La société FT COM a soulevé l'incompétence territoriale du conseil de prud'hommes de Grenoble au profit de celle du conseil de prud'hommes de Poitiers.
Par ordonnance du 14 août 2024, le conseil de prud'hommes de Grenoble statuant en référé : S'est Déclaré matériellement incompétent au profit du conseil de prud'hommes de Poitiers, A dit qu'à défaut d'appel, le dossier sera transmis à cette juridiction, A débouté les parties de leurs demandes au titre de l'article 700 du code de procédure civile, A laissé à chacune des parties la charge de ses propres dépens.
Par déclaration du 4 septembre 2024, M. [I] a interjeté appel de l'ordonnance et saisi monsieur le premier Président d'une demande d'autorisation à assigner à jour fixe.
Par ordonnance du 11 septembre 2024, le délégué du premier Président de la cour d'appel a autorisé M. [I] à assigner à jour fixe la société FT COM à l'audience du 6 novembre 2024.

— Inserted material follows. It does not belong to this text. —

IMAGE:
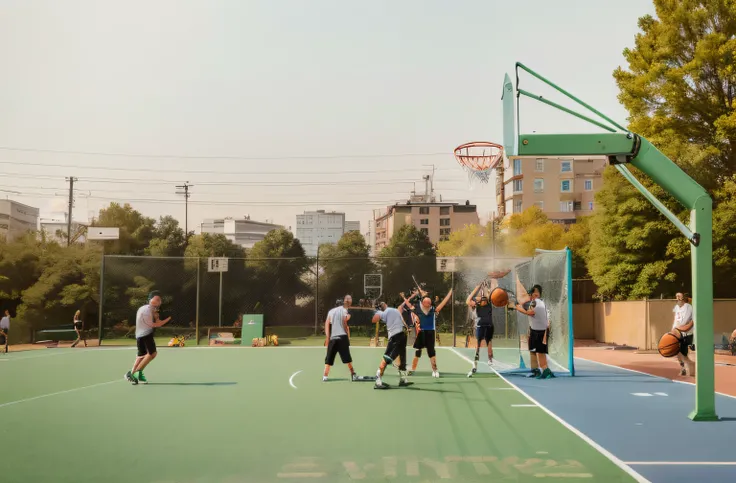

Par exploit d'huissier du 27 septembre 2024, M. [I] a fait assigner la société FT COM.
Par conclusions notifiées électroniquement le 25 octobre 2024, M. [I] sollicite de la cour de : Infirmer l'ordonnance rendue par le conseil de prud'hommes de Grenoble le 14 août 2024 en ce qu'il: S'est déclaré matériellement incompétent au profit du conseil de prud'hommes de Poitiers, A dit qu'à défaut d'appel, le dossier sera transmis à cette juridiction, A débouté les parties de leurs demandes au titre de l'article 700 du code de procédure civile, A laissé à chacune des parties la charge de ses propres dépens, Et statuant à nouveau : Juger que le conseil de prud'hommes de Grenoble est matériellement compétent pour examiner l'affaire opposant M. [G] [I] et la société FT COM, Juger que le conseil de prud'hommes territorialement compétent pour examiner l'affaire opposant M. [G] [I] et la société FT COM est le conseil de prud'hommes de Grenoble, Ordonner l'évocation de l'affaire dans son ensemble, Fixer une audience pour que le fond de l'affaire soit plaidé, Fixer un calendrier de procédure entre les parties pour leur échange de conclusions avant l'audience de plaidoiries, Débouter la société FT COM de l'ensemble de ses demandes, fins et prétentions, Condamner la société FT COM à verser à M. [I] la somme de 3 000 euros au titre de l'article 700 du code de procédure civile ainsi qu'aux entiers dépens à ce stade de la procédure.
Par conclusions notifiées électroniquement le 18 octobre 2024, la société FT COM sollicite de la cour de : Confirmer l'ordonnance en date du 14 août 2024 rendue par le conseil de prud'hommes de Grenoble en ce qu'elle a : - constaté que le lieu de travail de M. [I] est bien l'établissement de [Localité 6] (86) et qu'il travaillait majoritairement sur le secteur géographique de la [Localité 12] (86) ; - Constaté l'incompétence territoriale du conseil de prud'hommes de Grenoble ; - Dit et jugé que le conseil de prud'hommes territorialement compétent est le conseil de prud'hommes de Poitiers ; - Renvoyé l'affaire devant le conseil de prud'hommes de Poitiers, Débouter M. [I] de l'intégralité de ses demandes, notamment celles relatives au fond sur les demandes d'heures de travail, outre sa demande au titre de l'article 700 du code de procédure civile.